Show HN: TypeSchema – A JSON specification to describe data models

Posted by k42b3 10/24/2024

Show HN: TypeSchema – A JSON specification to describe data models(typeschema.org)

117 points | 49 comments

fridental 10/25/2024|

Three big downturns for me:

1) They do not publish rationale of why the world needs yet another protocol / language / framework on the homepage. It is hidden in https://typeschema.org/history

2) In the history page, they confuse strongly typed and statically typed languages. I have a prejudice about people doing this.

3) The biggest challenge about data models is not auto-generated code (that many people would avoid in principle anyway), but compressed, optimized wire serialization. So you START with selecting this for your application (eg. AVRO, CapnProto, MessagePack etc) and then use the schema definition language coming with the serialization tool you've chosen.

deskr 10/25/2024||

> ... auto-generated code (that many people would avoid in principle anyway)

Auto generated code is 100% enough, sometimes.

dirkt 10/27/2024||

I still have not found any way to use autogenerated code for Java/Spring that can handle updates to an external OpenAPI spec.

Any pointers?

(Serious question).

ericyd 10/25/2024|||

Point #1 was my biggest turn off. Numbers 2 and 3 are good points too.

owlstuffing 10/25/2024|||

> 1) Yet another protocol etc.

Agreed.

> 3) The biggest challenge about data models is not auto-generated code

I would say auto-generated code is most definitely the harder problem to solve, and I’d also go out on a limb and say it is THE problem to solve.

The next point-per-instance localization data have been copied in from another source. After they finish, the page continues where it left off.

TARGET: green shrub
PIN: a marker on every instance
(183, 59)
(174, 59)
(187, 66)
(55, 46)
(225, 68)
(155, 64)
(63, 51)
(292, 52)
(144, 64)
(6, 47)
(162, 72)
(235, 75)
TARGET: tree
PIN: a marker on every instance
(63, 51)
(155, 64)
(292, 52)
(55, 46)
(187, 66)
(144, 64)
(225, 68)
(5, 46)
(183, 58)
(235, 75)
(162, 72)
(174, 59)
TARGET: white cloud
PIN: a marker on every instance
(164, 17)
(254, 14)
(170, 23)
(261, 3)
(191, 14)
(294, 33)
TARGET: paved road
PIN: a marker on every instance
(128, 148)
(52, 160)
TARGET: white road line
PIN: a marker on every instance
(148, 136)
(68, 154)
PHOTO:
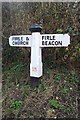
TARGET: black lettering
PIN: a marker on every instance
(47, 37)
(21, 38)
(42, 42)
(46, 42)
(42, 37)
(49, 43)
(52, 42)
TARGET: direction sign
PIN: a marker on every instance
(55, 40)
(36, 41)
(20, 41)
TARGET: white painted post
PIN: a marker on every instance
(36, 56)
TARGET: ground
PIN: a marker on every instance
(54, 95)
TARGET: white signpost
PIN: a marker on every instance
(36, 41)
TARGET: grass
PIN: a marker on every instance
(55, 82)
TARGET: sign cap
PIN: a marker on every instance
(35, 28)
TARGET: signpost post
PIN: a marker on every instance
(36, 41)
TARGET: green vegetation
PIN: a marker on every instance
(57, 92)
(54, 104)
(16, 104)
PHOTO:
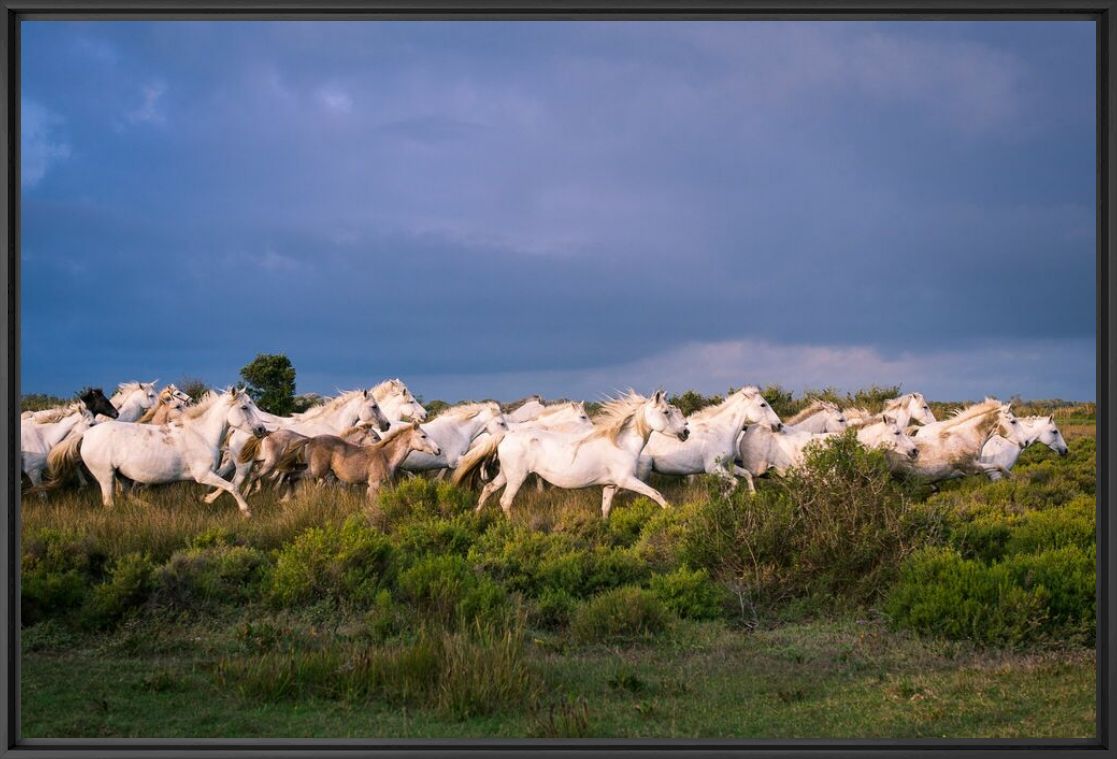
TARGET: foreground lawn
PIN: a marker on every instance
(847, 679)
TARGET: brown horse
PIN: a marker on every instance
(372, 464)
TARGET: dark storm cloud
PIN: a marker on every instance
(524, 202)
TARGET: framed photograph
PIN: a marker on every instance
(416, 378)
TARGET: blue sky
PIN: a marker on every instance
(490, 209)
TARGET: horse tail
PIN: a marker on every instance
(476, 457)
(293, 456)
(61, 461)
(250, 448)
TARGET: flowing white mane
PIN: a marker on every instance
(202, 405)
(617, 414)
(814, 407)
(389, 387)
(466, 411)
(330, 406)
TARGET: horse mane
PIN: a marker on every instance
(330, 406)
(469, 410)
(616, 415)
(523, 401)
(164, 399)
(391, 435)
(962, 416)
(555, 408)
(127, 387)
(387, 388)
(53, 415)
(811, 409)
(202, 405)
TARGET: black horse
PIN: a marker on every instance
(94, 399)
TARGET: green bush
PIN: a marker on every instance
(446, 588)
(127, 587)
(621, 614)
(838, 528)
(57, 571)
(477, 671)
(1022, 599)
(690, 594)
(419, 497)
(212, 571)
(351, 562)
(626, 524)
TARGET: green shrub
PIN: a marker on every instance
(620, 614)
(690, 594)
(419, 497)
(626, 524)
(447, 588)
(127, 587)
(553, 608)
(212, 571)
(351, 562)
(838, 528)
(477, 671)
(1072, 524)
(57, 571)
(1022, 599)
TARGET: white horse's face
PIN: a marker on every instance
(422, 442)
(369, 413)
(895, 439)
(665, 418)
(836, 421)
(1010, 428)
(244, 415)
(178, 395)
(757, 409)
(496, 424)
(918, 410)
(1047, 433)
(169, 398)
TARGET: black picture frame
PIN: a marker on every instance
(1101, 11)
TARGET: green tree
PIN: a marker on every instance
(270, 379)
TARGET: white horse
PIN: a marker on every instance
(187, 448)
(820, 416)
(454, 432)
(763, 448)
(953, 447)
(398, 404)
(712, 446)
(339, 414)
(1000, 454)
(904, 410)
(132, 400)
(525, 410)
(605, 456)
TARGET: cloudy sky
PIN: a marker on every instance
(490, 209)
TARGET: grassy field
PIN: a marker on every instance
(798, 614)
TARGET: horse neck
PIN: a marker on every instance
(64, 427)
(212, 424)
(633, 437)
(395, 449)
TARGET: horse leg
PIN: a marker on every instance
(209, 477)
(631, 483)
(607, 500)
(514, 483)
(742, 472)
(490, 487)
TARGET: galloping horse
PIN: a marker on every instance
(605, 456)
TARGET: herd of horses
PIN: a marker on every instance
(142, 436)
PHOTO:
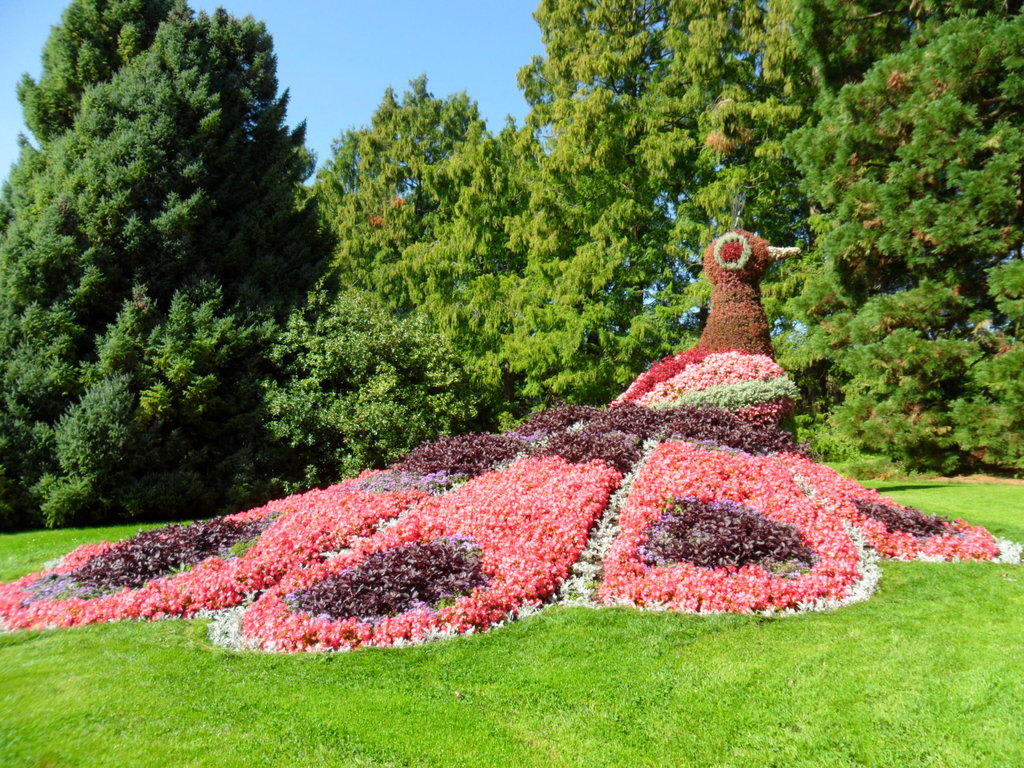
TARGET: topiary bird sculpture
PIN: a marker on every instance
(683, 495)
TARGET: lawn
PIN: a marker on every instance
(927, 673)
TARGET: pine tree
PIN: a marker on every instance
(380, 192)
(918, 170)
(152, 238)
(418, 203)
(649, 119)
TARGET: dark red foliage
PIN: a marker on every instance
(696, 423)
(715, 535)
(907, 520)
(736, 320)
(700, 424)
(467, 456)
(396, 580)
(156, 553)
(614, 449)
(555, 419)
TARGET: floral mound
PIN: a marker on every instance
(298, 529)
(890, 528)
(717, 535)
(753, 386)
(529, 521)
(685, 494)
(760, 483)
(394, 581)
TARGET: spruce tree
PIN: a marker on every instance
(418, 203)
(914, 320)
(153, 235)
(649, 119)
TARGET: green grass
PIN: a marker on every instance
(927, 673)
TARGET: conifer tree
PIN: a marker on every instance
(153, 235)
(418, 203)
(914, 317)
(649, 119)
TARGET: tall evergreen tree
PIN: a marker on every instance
(418, 203)
(151, 240)
(914, 320)
(650, 118)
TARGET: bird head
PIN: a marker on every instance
(739, 256)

Whether it’s JSON, XML, JavaScript, SQL, or what have you, integrating both data and behavior between languages is paramount. But nothing has changed in the last 40+ years solving this problem, we still generate code the same clumsy way… Chinese wall between systems, separate build steps, and all the problems that go with it.

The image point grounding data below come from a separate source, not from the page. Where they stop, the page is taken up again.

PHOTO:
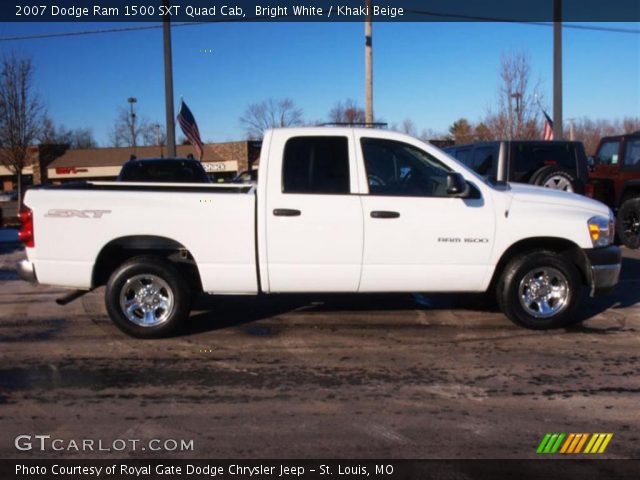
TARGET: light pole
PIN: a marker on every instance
(168, 82)
(158, 140)
(131, 101)
(368, 64)
(557, 69)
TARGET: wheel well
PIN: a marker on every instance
(558, 245)
(629, 192)
(118, 251)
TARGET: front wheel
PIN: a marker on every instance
(539, 290)
(628, 223)
(147, 297)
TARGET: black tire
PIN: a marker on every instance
(518, 279)
(628, 223)
(134, 283)
(555, 177)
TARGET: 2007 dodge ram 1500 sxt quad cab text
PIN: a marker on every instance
(334, 210)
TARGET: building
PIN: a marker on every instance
(220, 160)
(57, 164)
(39, 157)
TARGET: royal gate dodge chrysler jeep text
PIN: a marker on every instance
(334, 210)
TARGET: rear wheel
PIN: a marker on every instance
(539, 290)
(557, 178)
(147, 297)
(628, 223)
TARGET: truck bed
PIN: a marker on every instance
(215, 227)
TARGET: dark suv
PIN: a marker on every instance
(170, 170)
(555, 164)
(615, 176)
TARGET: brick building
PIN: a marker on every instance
(57, 164)
(220, 160)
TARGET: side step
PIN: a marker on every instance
(71, 296)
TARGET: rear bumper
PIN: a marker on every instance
(26, 271)
(604, 267)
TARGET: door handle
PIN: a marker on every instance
(384, 214)
(286, 212)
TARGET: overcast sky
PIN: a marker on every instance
(432, 73)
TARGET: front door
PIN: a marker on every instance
(416, 236)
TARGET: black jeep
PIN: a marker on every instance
(555, 164)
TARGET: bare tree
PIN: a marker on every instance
(270, 114)
(347, 112)
(517, 112)
(129, 130)
(461, 131)
(482, 133)
(407, 126)
(21, 114)
(74, 138)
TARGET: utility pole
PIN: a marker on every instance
(368, 64)
(557, 69)
(168, 82)
(131, 101)
(158, 140)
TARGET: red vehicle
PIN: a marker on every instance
(615, 176)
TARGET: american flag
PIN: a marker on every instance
(190, 128)
(548, 127)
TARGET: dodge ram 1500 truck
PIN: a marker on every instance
(334, 210)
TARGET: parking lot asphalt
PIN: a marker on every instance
(391, 376)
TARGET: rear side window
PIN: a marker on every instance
(483, 159)
(316, 165)
(608, 153)
(464, 155)
(632, 154)
(530, 158)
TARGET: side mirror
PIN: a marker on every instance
(457, 186)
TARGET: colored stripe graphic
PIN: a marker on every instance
(573, 443)
(550, 443)
(598, 443)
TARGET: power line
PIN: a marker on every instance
(419, 12)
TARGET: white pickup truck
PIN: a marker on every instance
(334, 210)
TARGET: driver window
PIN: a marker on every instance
(399, 169)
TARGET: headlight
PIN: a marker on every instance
(601, 230)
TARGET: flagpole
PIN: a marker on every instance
(168, 83)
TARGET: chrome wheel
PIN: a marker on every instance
(544, 292)
(146, 300)
(558, 182)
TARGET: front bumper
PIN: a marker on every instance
(604, 268)
(26, 271)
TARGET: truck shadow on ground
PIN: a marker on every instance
(221, 312)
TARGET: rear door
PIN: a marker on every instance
(314, 229)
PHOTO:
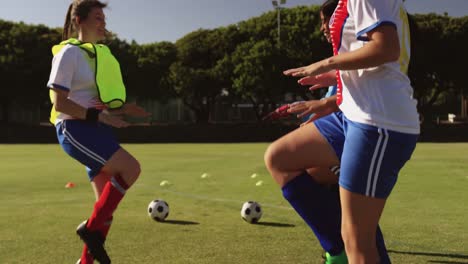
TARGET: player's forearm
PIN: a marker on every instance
(383, 47)
(331, 102)
(67, 106)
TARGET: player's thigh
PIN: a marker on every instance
(122, 163)
(323, 175)
(302, 148)
(372, 158)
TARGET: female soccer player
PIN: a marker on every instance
(375, 134)
(83, 90)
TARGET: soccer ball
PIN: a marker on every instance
(251, 212)
(158, 210)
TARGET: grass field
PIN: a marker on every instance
(425, 221)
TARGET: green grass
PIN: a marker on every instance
(425, 220)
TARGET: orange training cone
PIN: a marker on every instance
(69, 185)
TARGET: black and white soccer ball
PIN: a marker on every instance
(158, 210)
(251, 212)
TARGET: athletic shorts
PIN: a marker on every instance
(90, 144)
(370, 157)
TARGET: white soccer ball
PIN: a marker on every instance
(158, 210)
(251, 212)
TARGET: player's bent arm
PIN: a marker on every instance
(64, 105)
(330, 103)
(383, 47)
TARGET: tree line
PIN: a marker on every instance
(240, 63)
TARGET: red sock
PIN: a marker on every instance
(112, 194)
(86, 257)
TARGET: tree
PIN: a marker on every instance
(438, 59)
(200, 73)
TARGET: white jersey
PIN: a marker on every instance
(381, 96)
(73, 71)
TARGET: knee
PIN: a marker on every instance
(136, 169)
(358, 240)
(271, 157)
(133, 170)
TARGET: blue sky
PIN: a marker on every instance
(148, 21)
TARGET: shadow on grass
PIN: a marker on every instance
(179, 222)
(432, 254)
(274, 224)
(447, 262)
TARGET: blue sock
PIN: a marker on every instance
(384, 258)
(319, 207)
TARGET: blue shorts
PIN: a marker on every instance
(370, 157)
(90, 144)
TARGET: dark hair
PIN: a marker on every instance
(81, 9)
(328, 7)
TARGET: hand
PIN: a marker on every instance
(131, 109)
(319, 108)
(311, 70)
(319, 81)
(112, 120)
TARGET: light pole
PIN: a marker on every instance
(277, 4)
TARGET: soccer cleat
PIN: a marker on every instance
(338, 259)
(95, 243)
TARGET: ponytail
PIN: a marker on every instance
(67, 26)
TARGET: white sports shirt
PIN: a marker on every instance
(381, 96)
(73, 71)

Something like project manifold[1] for the jvm world is in my view the way forward. Shrug.

1. https://github.com/manifold-systems/manifold

dominicrose 10/25/2024|||

also the output in markdown and php doesn't seem good

nsjdjwnn 10/25/2024||

I mean, Java and Go are strongly typed languages if you consider Object a = new Integer(); a = new Float(); to be strong.

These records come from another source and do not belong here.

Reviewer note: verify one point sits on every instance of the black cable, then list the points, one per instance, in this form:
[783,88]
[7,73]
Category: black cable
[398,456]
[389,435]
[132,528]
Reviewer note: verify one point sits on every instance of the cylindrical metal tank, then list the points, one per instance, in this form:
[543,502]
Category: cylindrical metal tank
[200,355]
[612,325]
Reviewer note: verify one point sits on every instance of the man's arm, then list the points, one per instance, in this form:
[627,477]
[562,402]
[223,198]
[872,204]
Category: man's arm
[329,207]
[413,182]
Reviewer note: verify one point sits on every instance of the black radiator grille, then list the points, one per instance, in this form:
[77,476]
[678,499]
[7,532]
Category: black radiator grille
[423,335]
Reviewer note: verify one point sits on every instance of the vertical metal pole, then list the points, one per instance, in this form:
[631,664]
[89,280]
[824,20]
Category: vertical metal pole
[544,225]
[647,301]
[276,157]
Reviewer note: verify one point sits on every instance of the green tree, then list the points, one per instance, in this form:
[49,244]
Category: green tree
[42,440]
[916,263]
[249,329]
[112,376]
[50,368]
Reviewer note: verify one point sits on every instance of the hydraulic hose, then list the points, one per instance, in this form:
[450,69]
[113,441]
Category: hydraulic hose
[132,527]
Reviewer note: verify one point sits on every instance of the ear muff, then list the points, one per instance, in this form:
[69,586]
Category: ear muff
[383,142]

They are also strict of cause

benatkin 10/24/2024||

Have you heard of wit? I suspect we'll see use outside of WebAssembly. https://component-model.bytecodealliance.org/design/wit.html

It has non-nullable types, via option, which makes non-nullable the default, since you have to explicitly wrap it in option. https://component-model.bytecodealliance.org/design/wit.html...

A way to represent types commonly found in major languages would be nice, but it would be better to start with something like wit and build on top of it, or at least have a lot of overlap with it.

pdimitar 10/27/2024|

That was a great read and it gave me several ideas. Thank you.

matthewtovbin 10/24/2024||

Why reinvent https://json-schema.org ?? Pros/cons?

michaelsalim 10/25/2024||

From my understanding, JSON schema describes the schema of JSON objects with JSON. This one describes a variety of types of schemas with JSON.

So it could be typescript, Go, GraphQL, etc. It seems to output to JSON schema as well. I guess its main purpose is to share the schema between different languages. Which I imagine works with JSON schema too, but this takes it a step further and handle all the mapping you'd need to do otherwise.

froh 10/25/2024||

json schema has nuanced and expressive constraints to validate information exchanged in json serialization.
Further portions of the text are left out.